# what is a good price on 2011 SL3 tarmac pro frame



## ciclisto (Nov 8, 2005)

I am looking for a 2011 frame set only with post any ideas do dealers deal on these??


----------



## NotZeroSix (Apr 18, 2010)

You can only get specialized bikes and frames only through a local dealer. Specialized prohibits dealers from selling online because of their contract between them. However, you can find a Specailized SL3 for $1999.99 if you look hard enough. Good luck!


----------



## ciclisto (Nov 8, 2005)

do you know the list price does color matter on price??


----------



## NotZeroSix (Apr 18, 2010)

MSRP for the frameset is $2100 plus local tax. I dont think choosing color affects pricing unless its stated. You have to go to your local dealer to find their pricing. As of right now, Specialized is backed up so if you want a frame it might take weeks to come in due to the large demand.


----------



## pdainsworth (Jun 6, 2004)

Depends on what size/color you're after. I can look up availability on the dealer site if you pm me size and color. Oh, and minimum floor price should be about $1900, depending on the level of competition in your area.


----------



## dcfan40 (Aug 3, 2008)

I ordered the SL3 Frame only last Monday and there was not a lot in stock at all. I ordered the Satin Neon Blue/White 54CM and when the owner was looking it up he was showing only 4 on hand in that size. I was told it should be in soon. I am honestly not in a rush..just hoping to have it built by April 1st. The price I paid was in the $1900 range with my club discount. pdainsworth would know a lot more than I do but stock overall seems pretty low out there. And as NotZeroSix said the demand does seem very high. Not sure how this compares over the last several years but these higher end bikes seem harder to get.


----------



## rob1208lv (May 8, 2009)

Better get one while you can The Specialized rep told me they sold more than they made this year.


----------



## dcfan40 (Aug 3, 2008)

fyi...Satin Neon Blue/White 54CM is sold out. I just got the call about it. So I needed to get the 56CM...There are still some left of them...If you needed to go that route just go with a smaller stem.


----------



## PJ352 (Dec 5, 2007)

dcfan40 said:


> fyi...Satin Neon Blue/White 54CM is sold out. I just got the call about it. So I needed to get the 56CM...There are still some left of them...If you needed to go that route just go with a smaller stem.

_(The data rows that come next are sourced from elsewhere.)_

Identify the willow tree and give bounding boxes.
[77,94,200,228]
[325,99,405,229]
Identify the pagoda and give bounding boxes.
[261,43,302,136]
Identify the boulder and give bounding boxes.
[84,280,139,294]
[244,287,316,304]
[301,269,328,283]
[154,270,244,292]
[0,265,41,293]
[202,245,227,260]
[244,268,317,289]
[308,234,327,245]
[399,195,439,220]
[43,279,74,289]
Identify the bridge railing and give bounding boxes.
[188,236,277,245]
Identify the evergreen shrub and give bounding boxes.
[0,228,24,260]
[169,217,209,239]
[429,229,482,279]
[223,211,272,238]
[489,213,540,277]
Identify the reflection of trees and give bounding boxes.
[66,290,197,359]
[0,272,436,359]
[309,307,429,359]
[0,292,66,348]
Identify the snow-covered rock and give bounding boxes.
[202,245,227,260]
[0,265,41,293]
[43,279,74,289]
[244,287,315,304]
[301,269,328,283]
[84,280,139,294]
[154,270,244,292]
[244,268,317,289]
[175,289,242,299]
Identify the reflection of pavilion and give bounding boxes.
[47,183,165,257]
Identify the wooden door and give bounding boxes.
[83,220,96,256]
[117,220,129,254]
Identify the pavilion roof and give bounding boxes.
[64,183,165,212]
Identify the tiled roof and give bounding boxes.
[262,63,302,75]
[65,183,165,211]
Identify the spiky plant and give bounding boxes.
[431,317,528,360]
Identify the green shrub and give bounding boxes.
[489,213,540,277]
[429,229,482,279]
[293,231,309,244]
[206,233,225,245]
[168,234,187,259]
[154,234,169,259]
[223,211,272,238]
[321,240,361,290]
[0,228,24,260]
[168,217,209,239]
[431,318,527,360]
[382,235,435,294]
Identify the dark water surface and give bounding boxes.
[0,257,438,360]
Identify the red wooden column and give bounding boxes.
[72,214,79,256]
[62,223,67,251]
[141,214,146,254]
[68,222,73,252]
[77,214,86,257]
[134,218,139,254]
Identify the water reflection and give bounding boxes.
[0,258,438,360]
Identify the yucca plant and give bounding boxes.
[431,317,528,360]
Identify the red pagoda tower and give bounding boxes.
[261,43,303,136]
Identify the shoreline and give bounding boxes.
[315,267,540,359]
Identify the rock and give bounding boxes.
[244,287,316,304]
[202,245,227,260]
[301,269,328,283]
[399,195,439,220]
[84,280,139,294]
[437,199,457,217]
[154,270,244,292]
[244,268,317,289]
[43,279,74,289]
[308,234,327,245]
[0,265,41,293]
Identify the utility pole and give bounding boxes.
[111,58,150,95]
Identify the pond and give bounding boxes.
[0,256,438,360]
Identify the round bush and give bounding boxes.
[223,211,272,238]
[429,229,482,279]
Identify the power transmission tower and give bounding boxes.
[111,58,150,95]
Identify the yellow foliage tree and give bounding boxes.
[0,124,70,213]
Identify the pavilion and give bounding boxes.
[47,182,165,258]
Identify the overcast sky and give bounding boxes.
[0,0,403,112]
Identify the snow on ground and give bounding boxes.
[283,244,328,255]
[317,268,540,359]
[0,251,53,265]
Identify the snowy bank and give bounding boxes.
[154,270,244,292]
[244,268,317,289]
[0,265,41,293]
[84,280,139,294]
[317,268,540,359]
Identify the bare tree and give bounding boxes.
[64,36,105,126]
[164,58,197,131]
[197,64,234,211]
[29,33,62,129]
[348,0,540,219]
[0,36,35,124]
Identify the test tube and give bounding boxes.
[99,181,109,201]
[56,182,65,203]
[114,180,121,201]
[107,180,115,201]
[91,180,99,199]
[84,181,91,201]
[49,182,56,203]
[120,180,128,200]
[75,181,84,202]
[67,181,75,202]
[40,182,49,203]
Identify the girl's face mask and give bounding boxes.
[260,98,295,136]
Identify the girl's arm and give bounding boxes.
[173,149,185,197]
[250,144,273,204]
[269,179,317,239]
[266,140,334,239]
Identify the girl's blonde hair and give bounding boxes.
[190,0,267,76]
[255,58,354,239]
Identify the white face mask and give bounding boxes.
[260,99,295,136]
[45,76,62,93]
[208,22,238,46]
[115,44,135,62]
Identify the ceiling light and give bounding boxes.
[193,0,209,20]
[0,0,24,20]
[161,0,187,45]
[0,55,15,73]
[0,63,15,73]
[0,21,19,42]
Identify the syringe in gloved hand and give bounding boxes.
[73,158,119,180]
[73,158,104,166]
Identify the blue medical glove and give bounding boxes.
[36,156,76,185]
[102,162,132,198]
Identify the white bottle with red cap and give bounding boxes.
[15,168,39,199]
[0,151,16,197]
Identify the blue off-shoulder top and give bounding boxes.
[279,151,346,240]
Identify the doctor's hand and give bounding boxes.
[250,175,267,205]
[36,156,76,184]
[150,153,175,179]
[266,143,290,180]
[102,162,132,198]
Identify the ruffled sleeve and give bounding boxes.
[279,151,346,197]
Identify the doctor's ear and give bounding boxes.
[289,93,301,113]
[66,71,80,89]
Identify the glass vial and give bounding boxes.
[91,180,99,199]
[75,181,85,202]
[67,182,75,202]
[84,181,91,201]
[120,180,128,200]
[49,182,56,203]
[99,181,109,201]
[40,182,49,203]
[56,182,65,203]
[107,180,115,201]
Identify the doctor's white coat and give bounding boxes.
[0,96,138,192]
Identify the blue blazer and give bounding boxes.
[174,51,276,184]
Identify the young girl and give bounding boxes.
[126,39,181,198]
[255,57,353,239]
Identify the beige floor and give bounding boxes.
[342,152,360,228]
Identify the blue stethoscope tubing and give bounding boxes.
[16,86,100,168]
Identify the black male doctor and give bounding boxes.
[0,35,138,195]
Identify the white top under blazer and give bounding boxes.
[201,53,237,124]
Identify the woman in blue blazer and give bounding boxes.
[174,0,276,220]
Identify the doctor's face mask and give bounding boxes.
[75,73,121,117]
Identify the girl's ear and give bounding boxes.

I hope it works out for you, but unless someone is truly between sizes, I wouldn't suggest changing frame size based on availability (or lack thereof). And even then, considerations have to be made on not only changes in reach, but saddle to bar drop as well. 

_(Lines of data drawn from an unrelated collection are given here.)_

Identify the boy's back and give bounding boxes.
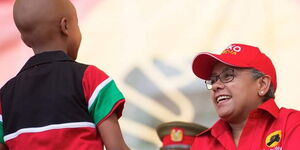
[1,51,124,150]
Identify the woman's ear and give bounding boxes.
[258,75,271,96]
[60,17,69,36]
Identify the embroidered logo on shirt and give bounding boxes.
[266,130,281,147]
[171,128,183,142]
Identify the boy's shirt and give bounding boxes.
[0,51,125,150]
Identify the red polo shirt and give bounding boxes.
[191,99,300,150]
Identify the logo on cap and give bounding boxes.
[171,128,183,142]
[266,130,281,147]
[222,45,242,55]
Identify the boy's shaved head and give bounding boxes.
[13,0,81,59]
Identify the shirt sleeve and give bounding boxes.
[82,66,125,125]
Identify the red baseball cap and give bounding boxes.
[192,44,277,90]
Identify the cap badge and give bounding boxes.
[171,128,183,142]
[222,45,242,55]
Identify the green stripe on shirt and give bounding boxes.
[89,80,124,124]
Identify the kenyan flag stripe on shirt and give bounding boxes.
[83,66,124,124]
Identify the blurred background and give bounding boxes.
[0,0,300,150]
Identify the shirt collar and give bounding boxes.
[19,50,74,73]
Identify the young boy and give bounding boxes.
[0,0,129,150]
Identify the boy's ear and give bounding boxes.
[60,17,69,36]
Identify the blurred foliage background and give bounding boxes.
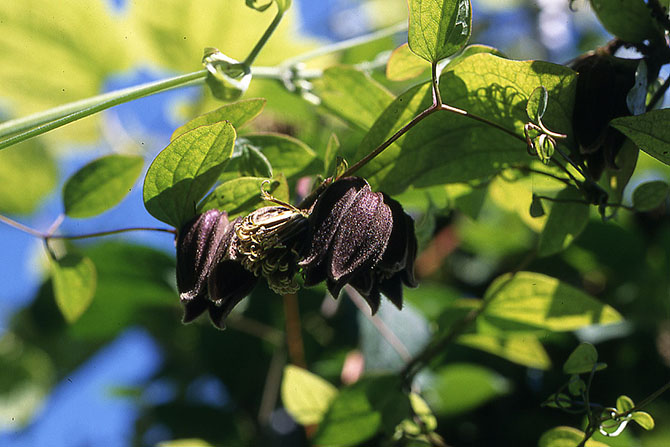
[0,0,670,447]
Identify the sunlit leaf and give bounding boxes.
[590,0,661,43]
[423,363,510,416]
[478,272,622,332]
[355,54,575,194]
[0,142,58,214]
[633,180,670,211]
[51,254,96,323]
[610,109,670,165]
[63,154,144,218]
[631,411,656,430]
[171,98,267,140]
[198,177,280,218]
[616,395,635,413]
[563,343,605,374]
[316,66,393,130]
[312,376,409,447]
[386,43,430,81]
[281,365,337,425]
[538,427,608,447]
[144,121,235,228]
[0,1,134,141]
[0,332,56,431]
[458,334,551,369]
[537,187,589,256]
[408,0,472,62]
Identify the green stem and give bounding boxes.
[281,21,407,67]
[0,70,207,149]
[242,8,285,67]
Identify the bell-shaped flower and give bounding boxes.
[300,177,417,313]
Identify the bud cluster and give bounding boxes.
[177,177,417,328]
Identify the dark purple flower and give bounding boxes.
[300,177,417,313]
[177,210,257,329]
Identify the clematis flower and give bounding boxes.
[300,177,417,314]
[177,209,258,329]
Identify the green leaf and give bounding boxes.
[631,411,656,430]
[396,393,437,436]
[312,376,409,447]
[144,121,235,228]
[171,98,267,140]
[458,334,551,370]
[0,331,56,432]
[244,132,321,181]
[354,53,575,194]
[0,1,134,142]
[63,154,144,218]
[323,133,340,177]
[158,438,213,447]
[610,109,670,165]
[477,272,622,332]
[526,85,549,124]
[0,140,58,214]
[538,427,608,447]
[537,187,589,256]
[423,363,510,416]
[633,180,670,211]
[315,66,393,130]
[68,243,179,341]
[386,43,430,81]
[616,395,635,413]
[198,177,280,219]
[51,253,96,323]
[408,0,472,62]
[590,0,661,43]
[563,342,605,374]
[281,365,337,425]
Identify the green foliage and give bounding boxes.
[51,253,96,323]
[0,140,58,214]
[63,154,144,218]
[408,0,472,63]
[355,54,575,194]
[281,365,337,425]
[144,121,235,228]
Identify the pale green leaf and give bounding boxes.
[0,331,56,433]
[144,121,235,228]
[610,109,670,165]
[537,187,589,256]
[631,411,656,430]
[423,363,510,416]
[51,254,96,323]
[171,98,267,140]
[590,0,662,43]
[0,140,58,214]
[198,177,281,219]
[386,43,430,81]
[478,272,622,332]
[244,132,321,181]
[408,0,472,62]
[281,365,337,425]
[616,395,635,413]
[315,66,393,130]
[355,54,575,194]
[157,438,213,447]
[633,180,670,211]
[538,427,608,447]
[458,334,551,370]
[563,343,605,374]
[63,154,144,218]
[0,1,134,141]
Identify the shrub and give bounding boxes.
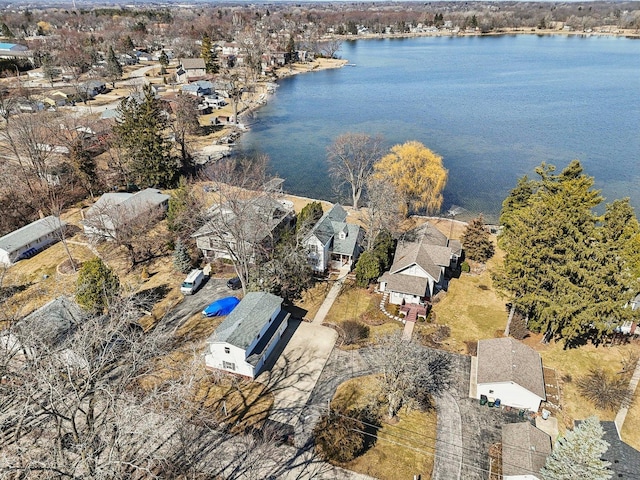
[342,320,369,345]
[577,369,628,410]
[313,410,365,463]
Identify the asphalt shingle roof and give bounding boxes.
[477,337,546,400]
[0,215,67,253]
[502,422,551,477]
[209,292,282,350]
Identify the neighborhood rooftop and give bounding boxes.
[210,292,282,349]
[0,215,66,252]
[477,337,546,398]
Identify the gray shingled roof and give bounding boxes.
[209,292,282,350]
[600,422,640,479]
[379,272,429,297]
[308,203,347,245]
[0,215,67,254]
[477,337,546,400]
[502,422,551,477]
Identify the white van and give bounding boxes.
[180,270,204,295]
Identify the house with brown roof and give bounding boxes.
[378,222,462,305]
[471,337,547,412]
[502,422,551,480]
[176,58,207,83]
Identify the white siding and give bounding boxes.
[204,342,254,378]
[477,382,542,412]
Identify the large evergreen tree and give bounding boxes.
[494,160,637,346]
[113,85,180,187]
[462,214,495,263]
[106,46,122,88]
[540,417,612,480]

All things considered, fit is just too important to compromise on.


----------



## dcfan40 (Aug 3, 2008)

PJ352..Your spot on...I should have mentioned I currently own a 2009 56CM Allez with about 10K miles on it. I had sat on a 54CM and it felt a bit better and that's why I initially ordered it. The 56CM seemed like I was reaching a bit..no different than my current 56. I feel with a shorter stem I should be ok.... I am honestly shocked they have sold so quickly. But then again I don't have much experience with this. I have heard Specialized Mtn bikes are hard to get as well in some models. 

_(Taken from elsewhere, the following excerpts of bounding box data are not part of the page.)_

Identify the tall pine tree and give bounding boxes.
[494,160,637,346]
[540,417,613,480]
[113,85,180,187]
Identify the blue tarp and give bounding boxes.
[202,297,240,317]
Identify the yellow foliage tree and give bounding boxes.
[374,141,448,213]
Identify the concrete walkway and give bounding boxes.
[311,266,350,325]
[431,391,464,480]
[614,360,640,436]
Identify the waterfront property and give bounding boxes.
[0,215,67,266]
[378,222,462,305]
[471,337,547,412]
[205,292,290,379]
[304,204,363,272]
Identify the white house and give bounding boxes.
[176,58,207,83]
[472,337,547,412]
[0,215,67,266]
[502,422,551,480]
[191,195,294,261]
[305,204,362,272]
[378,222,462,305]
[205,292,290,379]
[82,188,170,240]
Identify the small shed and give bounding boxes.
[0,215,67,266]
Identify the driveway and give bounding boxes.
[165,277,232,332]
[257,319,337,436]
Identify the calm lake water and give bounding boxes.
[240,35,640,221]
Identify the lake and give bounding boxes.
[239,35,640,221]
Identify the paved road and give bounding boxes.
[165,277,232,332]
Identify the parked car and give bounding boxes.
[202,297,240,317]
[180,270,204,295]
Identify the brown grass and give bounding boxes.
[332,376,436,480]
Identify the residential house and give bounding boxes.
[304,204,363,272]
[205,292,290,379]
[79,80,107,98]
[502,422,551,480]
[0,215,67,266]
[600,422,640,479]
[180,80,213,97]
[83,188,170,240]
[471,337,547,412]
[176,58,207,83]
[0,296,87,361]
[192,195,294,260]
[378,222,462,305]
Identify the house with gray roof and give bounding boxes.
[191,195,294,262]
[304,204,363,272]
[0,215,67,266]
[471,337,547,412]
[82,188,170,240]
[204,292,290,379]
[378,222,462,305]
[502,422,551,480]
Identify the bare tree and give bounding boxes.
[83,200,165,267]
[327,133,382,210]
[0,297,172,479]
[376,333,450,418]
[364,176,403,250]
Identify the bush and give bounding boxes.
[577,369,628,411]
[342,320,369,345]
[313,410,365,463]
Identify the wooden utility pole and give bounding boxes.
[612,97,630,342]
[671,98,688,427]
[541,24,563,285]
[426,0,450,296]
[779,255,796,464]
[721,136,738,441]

Are the S-Works selling this well?


----------



## ukbloke (Sep 1, 2007)

dcfan40 said:


> Are the S-Works selling this well?


It would seem that they are selling well compared to projections. Order levels are set way ahead of time and it would have been hard to predict the impact of the recession on high-end bike sales. Over the last few years, it also seems that Specialized and their dealers would rather sell out early than risk having a glut of high-end inventory at the end of the model year.


----------



## clayton.cole23 (Feb 25, 2011)

Got mine from R&A Cycles.com www.racycles.com. Paid $2,000 for the frameset. 54cm white/black/red.


----------